Frankenstein, or the Modern Prometheus
Mary Wollstonecraft Shelley
2024
With an introduction by Todd Hosfelt and nine hypodermic ink drip drawings by Tim Hawkinson Ltd edn 220. This one unnumbered.
San Francisco. Arion Press. 2019.
245 x 170 x 30 mm
Private US collection
Full platinum and graphite fair calf with alum tawed calf backpared onlay, pen and ink, all edges rough platinum and graphite, triple silk sewn endbands, doublures are paste resist, cracked and dyed alum tawed calf.
Much of the action takes place in the snowy and icy wastes of the Arctic and the Alps particularly the Mer de Glace glacier in Chamonix.
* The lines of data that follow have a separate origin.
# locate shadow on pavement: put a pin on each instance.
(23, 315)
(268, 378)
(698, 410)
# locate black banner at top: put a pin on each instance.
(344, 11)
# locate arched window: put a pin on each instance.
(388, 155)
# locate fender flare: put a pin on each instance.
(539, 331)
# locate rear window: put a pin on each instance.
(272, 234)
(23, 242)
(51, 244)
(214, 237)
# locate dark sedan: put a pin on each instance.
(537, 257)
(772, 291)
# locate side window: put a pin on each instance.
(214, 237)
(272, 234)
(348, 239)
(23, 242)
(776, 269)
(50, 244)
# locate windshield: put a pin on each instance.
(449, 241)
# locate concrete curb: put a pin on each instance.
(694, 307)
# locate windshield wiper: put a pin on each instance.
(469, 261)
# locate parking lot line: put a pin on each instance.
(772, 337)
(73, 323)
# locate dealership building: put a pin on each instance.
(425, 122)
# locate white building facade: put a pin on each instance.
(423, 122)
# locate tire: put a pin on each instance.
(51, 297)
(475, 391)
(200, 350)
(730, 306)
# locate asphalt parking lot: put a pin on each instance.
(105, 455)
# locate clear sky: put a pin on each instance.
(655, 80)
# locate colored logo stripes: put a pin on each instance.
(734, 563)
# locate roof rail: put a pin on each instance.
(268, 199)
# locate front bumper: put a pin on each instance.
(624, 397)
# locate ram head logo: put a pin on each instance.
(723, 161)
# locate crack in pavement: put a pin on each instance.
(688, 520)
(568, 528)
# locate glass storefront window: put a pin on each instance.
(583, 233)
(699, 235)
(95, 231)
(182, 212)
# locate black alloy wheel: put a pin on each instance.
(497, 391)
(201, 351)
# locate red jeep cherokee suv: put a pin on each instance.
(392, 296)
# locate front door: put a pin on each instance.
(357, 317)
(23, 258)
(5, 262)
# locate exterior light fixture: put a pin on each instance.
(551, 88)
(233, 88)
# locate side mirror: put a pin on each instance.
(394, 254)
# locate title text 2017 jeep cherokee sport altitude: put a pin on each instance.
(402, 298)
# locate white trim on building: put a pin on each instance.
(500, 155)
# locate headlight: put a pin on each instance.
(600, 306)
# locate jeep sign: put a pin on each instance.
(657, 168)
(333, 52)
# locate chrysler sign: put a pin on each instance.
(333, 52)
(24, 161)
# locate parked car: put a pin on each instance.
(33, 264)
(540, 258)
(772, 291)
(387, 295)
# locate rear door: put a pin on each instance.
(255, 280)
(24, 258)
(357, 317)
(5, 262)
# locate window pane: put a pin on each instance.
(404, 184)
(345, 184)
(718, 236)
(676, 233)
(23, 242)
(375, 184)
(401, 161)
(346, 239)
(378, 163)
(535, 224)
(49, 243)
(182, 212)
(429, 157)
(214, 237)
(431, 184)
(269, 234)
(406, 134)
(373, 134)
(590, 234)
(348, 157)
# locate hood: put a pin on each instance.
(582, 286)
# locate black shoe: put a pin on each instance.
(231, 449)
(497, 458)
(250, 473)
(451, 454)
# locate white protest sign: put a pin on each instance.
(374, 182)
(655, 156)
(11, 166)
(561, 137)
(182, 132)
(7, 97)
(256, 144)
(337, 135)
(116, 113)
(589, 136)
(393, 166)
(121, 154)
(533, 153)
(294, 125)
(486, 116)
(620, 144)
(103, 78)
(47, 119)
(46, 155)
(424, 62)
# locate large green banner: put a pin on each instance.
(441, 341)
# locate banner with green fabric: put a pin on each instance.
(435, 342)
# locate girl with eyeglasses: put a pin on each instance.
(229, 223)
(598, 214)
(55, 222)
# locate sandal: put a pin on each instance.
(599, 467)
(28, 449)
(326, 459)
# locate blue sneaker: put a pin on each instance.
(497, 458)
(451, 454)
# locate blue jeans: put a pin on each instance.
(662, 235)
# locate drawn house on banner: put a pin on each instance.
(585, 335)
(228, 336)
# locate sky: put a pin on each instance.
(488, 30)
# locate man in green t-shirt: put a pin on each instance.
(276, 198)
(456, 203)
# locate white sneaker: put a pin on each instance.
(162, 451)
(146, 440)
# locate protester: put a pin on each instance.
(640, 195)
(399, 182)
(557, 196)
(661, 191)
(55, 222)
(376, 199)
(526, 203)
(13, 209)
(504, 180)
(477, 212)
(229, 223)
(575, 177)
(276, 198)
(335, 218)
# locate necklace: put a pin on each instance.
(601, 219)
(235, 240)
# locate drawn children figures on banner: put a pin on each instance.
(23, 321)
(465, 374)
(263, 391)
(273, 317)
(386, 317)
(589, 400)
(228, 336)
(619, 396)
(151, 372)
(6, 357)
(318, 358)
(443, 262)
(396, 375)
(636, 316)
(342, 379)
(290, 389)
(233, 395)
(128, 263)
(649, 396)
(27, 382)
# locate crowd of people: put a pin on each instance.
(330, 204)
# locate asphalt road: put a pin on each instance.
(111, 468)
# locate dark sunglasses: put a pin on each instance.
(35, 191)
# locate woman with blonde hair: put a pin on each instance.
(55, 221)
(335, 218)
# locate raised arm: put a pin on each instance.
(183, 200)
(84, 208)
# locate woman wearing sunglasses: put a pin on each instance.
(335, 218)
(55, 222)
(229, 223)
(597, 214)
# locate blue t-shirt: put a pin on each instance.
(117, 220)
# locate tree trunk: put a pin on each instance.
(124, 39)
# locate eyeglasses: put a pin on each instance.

Shelley and her husband Percy Bysshe undertook the arduous journey to see this wonder. In “History of a Six Week’s Tour“ (1817), they wrote of “a scene in truth of dizzying wonder... On all sides precipitous mountains, the abodes of unrelenting frost... they pierce the clouds like things not belonging to this earth”.
The novel was written in the year that Mount Tambor, a volcano in Indonesia, erupted and plunging Europe into a mini Ice Age. The front endpaper shows an early 19th century woodcut of the glacier, “a mass of undulating ice... as if frost had suddenly bound up the waves and whirlpools of a mighty torrent.” The rear endpaper shows the glacier today. It is predicted that it may have disappeared by the end of this century. A stark visual reminder of the speed at which climate change is affecting our planet and a warning to mankind, as Shelley’s Frankenstein was, that terrible things happen when we believe in our own superiority over Nature.
Shelley was writing at the dawn of the Industrial Revolution when the Romantic movement was gazing in awe at the wonders of nature whilst questioning the relentless onslaught of science and progress, of mechanisation and the move to urban living. The subtitle ‘The Modern Prometheus’ refers to the Titan Prometheus of Ancient Greece, who gave fire to mankind and later represented human striving, particularly the quest for scientific knowledge, and the risk of overreaching or terrible unintended consequences.